Christopher Rozell, Ph.D., Julian T. Hightower Chair and professor of electrical and computer engineering at Georgia Tech in Atlanta, and his colleagues used a technique called explainable artificial intelligence to understand these subtle changes in brain activity. The algorithm used brain data to distinguish between depressive versus stable recovery states and was able to explain what activity changes in the brain were the main drivers of this transition. Importantly, the biomarker also distinguished between normal day-to-day transient mood changes and sustained worsening symptoms. This algorithm could provide clinicians with an early warning signal that a patient is moving toward a highly depressive state and requires a DBS adjustment and extra clinical care.
“Nine out of 10 patients in the study got better, providing a perfect opportunity to use a novel technology to track the trajectory of their recovery,” said Helen Mayberg, M.D., director of the Nash Family Center for Advanced Circuit Therapeutics at Icahn Mount Sinai in New York City and co-senior author of the study. “Our goal is to identify an objective, neurological signal to help clinicians decide when, or when not, to make a DBS adjustment.”
“We showed that by using a scalable procedure with single electrodes in the same brain region and informed clinical management, we can get people better,” said Dr. Rozell, co-senior author of the study. “This study also gives us an amazing scientific platform to understand the variation between patients, which is key to treating complex psychiatric disorders like treatment-resistant depression.”
Next, the team analyzed data from MRI brain scans collected from patients before surgery. The results revealed structural and functional abnormalities in the specific brain network targeted by the DBS therapy. More severe white matter deficits were related to longer recovery times.
Researchers also used AI tools to analyze changes in facial expression extracted from videos of participant interviews. In a clinical setting, a patient’s facial expression can reflect the severity of their depression symptoms, a change that psychiatrists likely pick up on in routine clinical evaluations. They found patterns in individual patient expressions that coincided with their transition from illness to stable recovery. This could serve as an additional tool and new behavioral marker to track recovery in DBS therapy. More research is needed to determine whether the video analysis can reliably predict current and future disease states.
Both the observed facial expression changes and anatomical deficits correlated with cognitive states captured by the biomarker, supporting the use of this biomarker in managing DBS therapy for depression.
The research team, including Drs. Mayberg and Rozell, and Patricio Riva-Posse, M.D., at Emory University School of Medicine in Atlanta, is now confirming their findings in a second cohort of patients at Mount Sinai.

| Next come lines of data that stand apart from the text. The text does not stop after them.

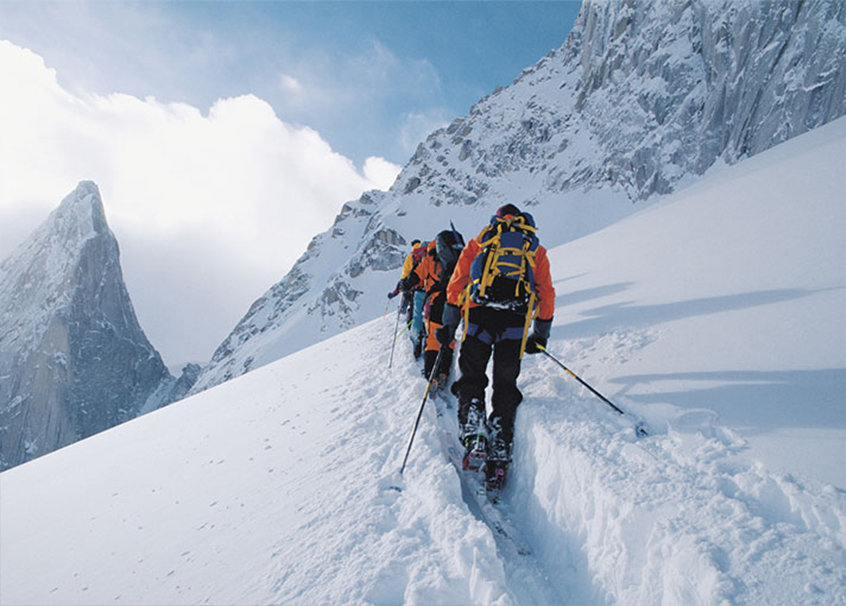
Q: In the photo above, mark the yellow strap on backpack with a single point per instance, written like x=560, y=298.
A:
x=530, y=314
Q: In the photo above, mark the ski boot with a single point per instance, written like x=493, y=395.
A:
x=495, y=479
x=418, y=347
x=496, y=465
x=439, y=384
x=474, y=437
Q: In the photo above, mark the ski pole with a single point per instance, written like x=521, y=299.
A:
x=394, y=344
x=402, y=332
x=639, y=428
x=422, y=405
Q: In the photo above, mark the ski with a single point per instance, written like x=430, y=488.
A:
x=475, y=490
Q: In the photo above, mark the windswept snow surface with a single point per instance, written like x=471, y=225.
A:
x=716, y=315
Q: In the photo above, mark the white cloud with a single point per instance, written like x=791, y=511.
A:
x=290, y=85
x=419, y=125
x=200, y=203
x=382, y=172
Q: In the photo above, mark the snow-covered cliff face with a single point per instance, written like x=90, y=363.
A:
x=644, y=96
x=73, y=358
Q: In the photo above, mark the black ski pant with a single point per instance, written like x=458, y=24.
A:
x=497, y=333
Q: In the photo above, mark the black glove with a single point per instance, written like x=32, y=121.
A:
x=451, y=316
x=539, y=336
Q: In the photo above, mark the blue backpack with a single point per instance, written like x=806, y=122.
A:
x=502, y=274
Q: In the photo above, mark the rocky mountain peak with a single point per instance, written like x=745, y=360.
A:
x=73, y=357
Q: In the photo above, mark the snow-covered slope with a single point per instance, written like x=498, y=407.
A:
x=73, y=358
x=642, y=97
x=715, y=315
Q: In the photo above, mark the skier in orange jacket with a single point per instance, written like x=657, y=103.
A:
x=497, y=323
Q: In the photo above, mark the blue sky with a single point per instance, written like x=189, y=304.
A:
x=388, y=70
x=208, y=125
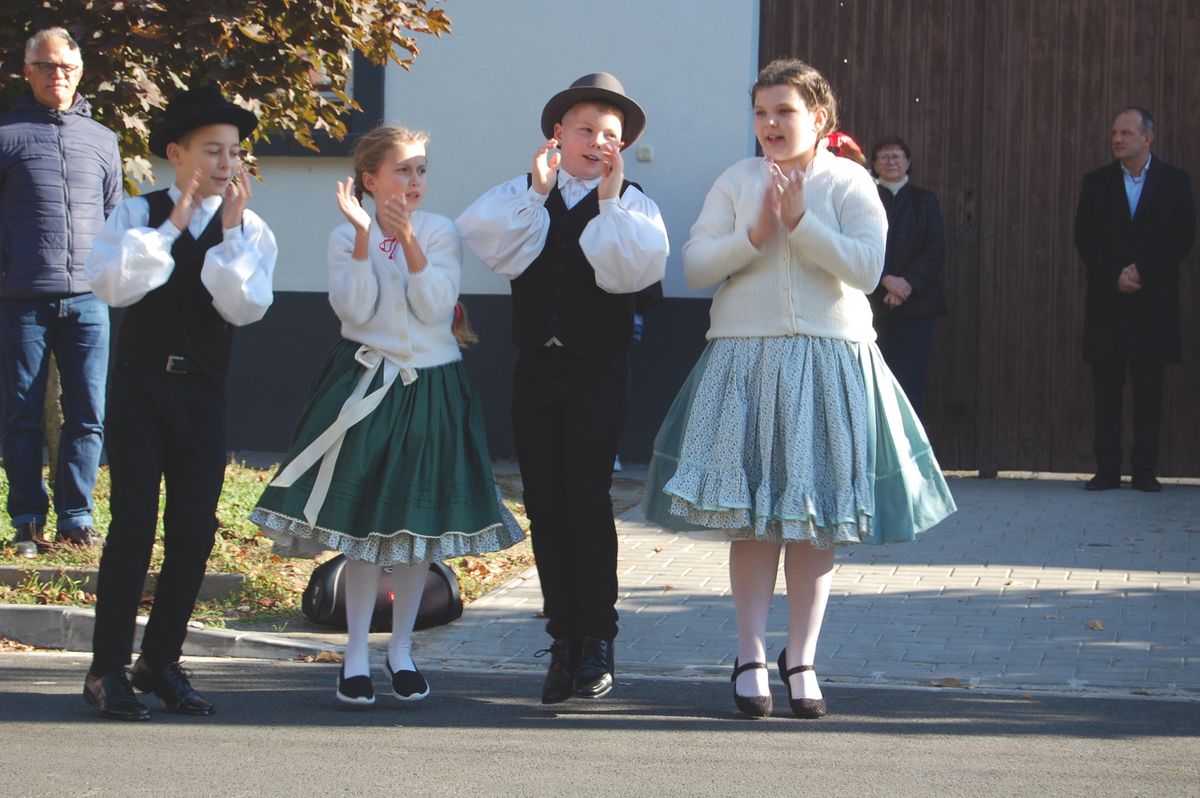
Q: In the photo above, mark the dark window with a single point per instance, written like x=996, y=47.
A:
x=367, y=93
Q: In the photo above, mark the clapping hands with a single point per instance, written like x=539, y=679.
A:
x=783, y=205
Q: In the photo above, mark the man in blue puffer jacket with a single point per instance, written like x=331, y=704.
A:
x=60, y=175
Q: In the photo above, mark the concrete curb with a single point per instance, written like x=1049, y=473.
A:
x=71, y=629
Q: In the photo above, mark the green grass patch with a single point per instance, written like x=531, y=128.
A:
x=270, y=597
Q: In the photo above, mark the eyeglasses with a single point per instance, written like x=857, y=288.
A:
x=48, y=69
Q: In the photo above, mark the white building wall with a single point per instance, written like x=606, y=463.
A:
x=479, y=94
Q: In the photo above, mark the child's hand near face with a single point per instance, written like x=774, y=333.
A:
x=613, y=171
x=791, y=201
x=352, y=208
x=181, y=214
x=545, y=167
x=235, y=201
x=394, y=219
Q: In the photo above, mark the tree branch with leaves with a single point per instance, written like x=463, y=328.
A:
x=263, y=54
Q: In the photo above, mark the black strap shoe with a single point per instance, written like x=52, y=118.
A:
x=169, y=684
x=805, y=708
x=113, y=695
x=407, y=685
x=753, y=706
x=559, y=684
x=593, y=678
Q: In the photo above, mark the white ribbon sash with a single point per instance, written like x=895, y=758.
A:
x=325, y=448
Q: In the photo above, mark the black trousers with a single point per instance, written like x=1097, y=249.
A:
x=1108, y=387
x=171, y=427
x=568, y=413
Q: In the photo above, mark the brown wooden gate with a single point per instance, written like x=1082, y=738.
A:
x=1006, y=105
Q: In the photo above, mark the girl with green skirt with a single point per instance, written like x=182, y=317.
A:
x=389, y=463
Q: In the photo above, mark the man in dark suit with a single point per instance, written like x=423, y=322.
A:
x=1134, y=226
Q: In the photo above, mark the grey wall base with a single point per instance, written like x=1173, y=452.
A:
x=71, y=629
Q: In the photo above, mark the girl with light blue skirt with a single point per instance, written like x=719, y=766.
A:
x=790, y=433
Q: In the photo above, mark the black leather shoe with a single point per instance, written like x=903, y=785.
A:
x=1103, y=483
x=29, y=541
x=357, y=689
x=805, y=708
x=113, y=695
x=83, y=537
x=593, y=678
x=559, y=684
x=753, y=706
x=169, y=684
x=1147, y=485
x=407, y=685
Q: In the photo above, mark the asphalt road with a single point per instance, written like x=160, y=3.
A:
x=280, y=732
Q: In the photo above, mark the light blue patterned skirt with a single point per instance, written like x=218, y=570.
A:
x=795, y=439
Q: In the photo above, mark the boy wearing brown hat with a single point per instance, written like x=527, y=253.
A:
x=577, y=241
x=190, y=263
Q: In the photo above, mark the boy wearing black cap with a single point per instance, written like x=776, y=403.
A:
x=577, y=241
x=190, y=263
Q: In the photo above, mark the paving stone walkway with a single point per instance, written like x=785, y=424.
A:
x=1035, y=583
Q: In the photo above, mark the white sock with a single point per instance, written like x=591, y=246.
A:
x=361, y=588
x=753, y=569
x=809, y=574
x=407, y=586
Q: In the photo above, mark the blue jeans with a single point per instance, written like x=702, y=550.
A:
x=76, y=330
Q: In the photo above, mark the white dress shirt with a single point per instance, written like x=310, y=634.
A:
x=625, y=244
x=130, y=259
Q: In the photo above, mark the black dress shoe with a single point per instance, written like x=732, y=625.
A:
x=805, y=708
x=593, y=678
x=407, y=685
x=30, y=541
x=559, y=684
x=113, y=695
x=1147, y=485
x=1103, y=483
x=753, y=706
x=169, y=684
x=357, y=689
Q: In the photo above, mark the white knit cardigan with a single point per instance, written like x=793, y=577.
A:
x=813, y=281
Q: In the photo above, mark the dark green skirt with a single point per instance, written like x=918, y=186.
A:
x=413, y=480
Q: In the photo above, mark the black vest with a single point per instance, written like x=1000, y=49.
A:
x=178, y=318
x=557, y=295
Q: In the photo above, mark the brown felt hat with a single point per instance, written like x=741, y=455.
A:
x=196, y=108
x=597, y=87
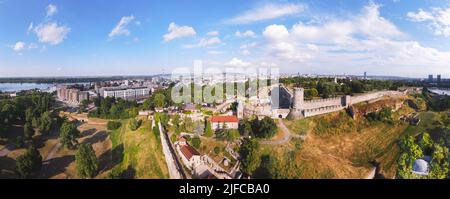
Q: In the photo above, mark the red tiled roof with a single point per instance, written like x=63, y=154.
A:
x=188, y=151
x=224, y=119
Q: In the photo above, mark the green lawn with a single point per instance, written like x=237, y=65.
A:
x=138, y=152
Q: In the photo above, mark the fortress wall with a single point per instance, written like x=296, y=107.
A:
x=323, y=110
x=372, y=96
x=314, y=104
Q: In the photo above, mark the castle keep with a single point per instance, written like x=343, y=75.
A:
x=308, y=108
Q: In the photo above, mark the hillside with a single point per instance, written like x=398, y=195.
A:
x=137, y=154
x=338, y=146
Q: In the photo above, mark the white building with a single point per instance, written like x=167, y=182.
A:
x=127, y=93
x=190, y=157
x=224, y=122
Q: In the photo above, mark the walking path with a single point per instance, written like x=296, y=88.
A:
x=175, y=169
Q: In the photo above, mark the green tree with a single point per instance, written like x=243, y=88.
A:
x=68, y=135
x=134, y=124
x=176, y=124
x=267, y=128
x=425, y=142
x=29, y=163
x=216, y=150
x=250, y=157
x=113, y=125
x=45, y=123
x=29, y=115
x=86, y=161
x=196, y=142
x=208, y=129
x=28, y=131
x=159, y=100
x=245, y=127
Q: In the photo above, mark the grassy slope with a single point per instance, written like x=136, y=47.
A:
x=141, y=151
x=338, y=147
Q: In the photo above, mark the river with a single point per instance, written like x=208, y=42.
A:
x=14, y=87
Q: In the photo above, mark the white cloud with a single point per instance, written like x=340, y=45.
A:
x=205, y=42
x=51, y=10
x=245, y=48
x=121, y=27
x=235, y=62
x=51, y=33
x=247, y=33
x=266, y=12
x=438, y=19
x=366, y=39
x=19, y=46
x=213, y=33
x=215, y=52
x=176, y=31
x=32, y=46
x=30, y=28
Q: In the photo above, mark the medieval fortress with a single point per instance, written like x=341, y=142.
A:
x=301, y=108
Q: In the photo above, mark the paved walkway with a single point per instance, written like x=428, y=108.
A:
x=175, y=169
x=286, y=137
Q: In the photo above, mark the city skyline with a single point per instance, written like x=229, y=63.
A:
x=384, y=37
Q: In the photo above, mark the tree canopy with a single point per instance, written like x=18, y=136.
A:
x=69, y=134
x=250, y=157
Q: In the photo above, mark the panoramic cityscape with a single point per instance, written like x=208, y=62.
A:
x=225, y=90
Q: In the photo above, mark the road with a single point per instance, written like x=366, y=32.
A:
x=286, y=137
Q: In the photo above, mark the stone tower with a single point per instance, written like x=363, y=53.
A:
x=297, y=103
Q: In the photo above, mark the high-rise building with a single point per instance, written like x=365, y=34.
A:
x=136, y=93
x=71, y=95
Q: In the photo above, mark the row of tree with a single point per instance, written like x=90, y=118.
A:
x=326, y=87
x=415, y=148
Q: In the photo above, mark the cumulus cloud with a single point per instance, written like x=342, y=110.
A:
x=212, y=33
x=266, y=12
x=121, y=27
x=205, y=42
x=51, y=33
x=236, y=62
x=18, y=46
x=30, y=28
x=51, y=10
x=245, y=48
x=215, y=52
x=175, y=32
x=247, y=33
x=438, y=19
x=362, y=40
x=32, y=46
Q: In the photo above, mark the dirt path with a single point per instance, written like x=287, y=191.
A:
x=286, y=137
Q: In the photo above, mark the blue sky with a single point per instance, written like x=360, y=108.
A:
x=141, y=37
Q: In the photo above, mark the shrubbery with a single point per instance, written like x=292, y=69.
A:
x=113, y=125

Future studies will continue to explore the antidepressant effects of DBS by using a next-generation device to study the neural basis of moment-to-moment changes in mood.
According to the research team, this study represents a significant advance in early stage DBS therapy for various mental disorders, including severe depression, obsessive-compulsive disorder, post-traumatic stress disorder, binge eating disorder, and substance use disorder. Other DBS studies have identified brain biomarkers for chronic pain, but using brain data to successfully treat patients is still under development.
The study was supported by the NIH BRAIN Initiative (UH3NS103550), the National Science Foundation, the Hope for Depression Research Foundation, and the Julian T. Hightower Chair at Georgia Tech.
Article:
Alagapan, S, et al. Cingulate dynamics track depression recovery with deep brain stimulation. Nature, September 20, 2023. DOI: 10.1038/s41586-023-06541-3.